Creato il 21 aprile 2015 da Veripaccheri
Mia madre
di Nanni Moretti
con Margherita Buy, Nanni Moretti, John Turturro
genere, drammatico
Italia, 2015
MIA MADRE La creazione di intrecci umani che -per quanto orbitanti attorno a un tema portante- compongano storie dalla forte china intimista e trascendano la mera archetipizzazione è forse uno dei tratti più pregevoli e caratterizzanti del cinema di Moretti. Storie in cui la trama retroceda, lasciando ampio respiro alle evoluzioni di personaggi che spesso non sono altro che ingranaggi umani -a volte, come in questo caso, corredati di frammentarie e frammentate rifrazioni metafilmiche del Moretti regista- mossi per sostenere il tema e la riflessione corale del film.
Margherita (Margherita Buy) è una regista alle prese con un film d'attualità, un film sui giovani e sul lavoro e sul mondo moderno, un film che la assorbe completamente mentre la madre -assistita dall'onnipresente fratello Giovanni (Moretti)- spende in ospedale i suoi ultimi giorni. Un intreccio quanto mai semplice che racchiude un variegato universo umano, scandagliato attraverso scene e atmosfere oniriche -registicamente inscindibili dalla narrazione- che possono essere comprese appieno solo attraverso una lettura spiccatamente psicanalitico-simbolica.
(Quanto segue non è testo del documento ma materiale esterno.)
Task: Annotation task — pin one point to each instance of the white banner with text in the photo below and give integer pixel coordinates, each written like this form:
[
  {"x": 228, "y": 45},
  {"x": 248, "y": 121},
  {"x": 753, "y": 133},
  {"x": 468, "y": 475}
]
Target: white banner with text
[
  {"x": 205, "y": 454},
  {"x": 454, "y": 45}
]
La morte, il tempo, l'imprescindibilità dei rapporti umani e contemporaneamente l'immane difficoltà degli stessi, la completa e dolorosa impotenza di fronte al lutto annunciato. E una serie di considerazioni e riflessioni che scaturiscono da un autobiografismo che fa dell'autoreferenzialità un pregio e un leitmotiv, legandola a filo doppio -un filo che è anche l'inestricabile intreccio di personaggi dalle visioni antitetiche finanche complementari- a una vicenda fin troppo umana che forse, temendo di esprimere ciò che -più ermeticamente- vorrebbe suggerire attraverso le singole scene, rischia di fare lo sbaglio opposto, lasciando spazio a dispersive frammentazioni che rischiano di allontanare lo spettatore (massimo esempio ne sono i siparietti di John Turturro).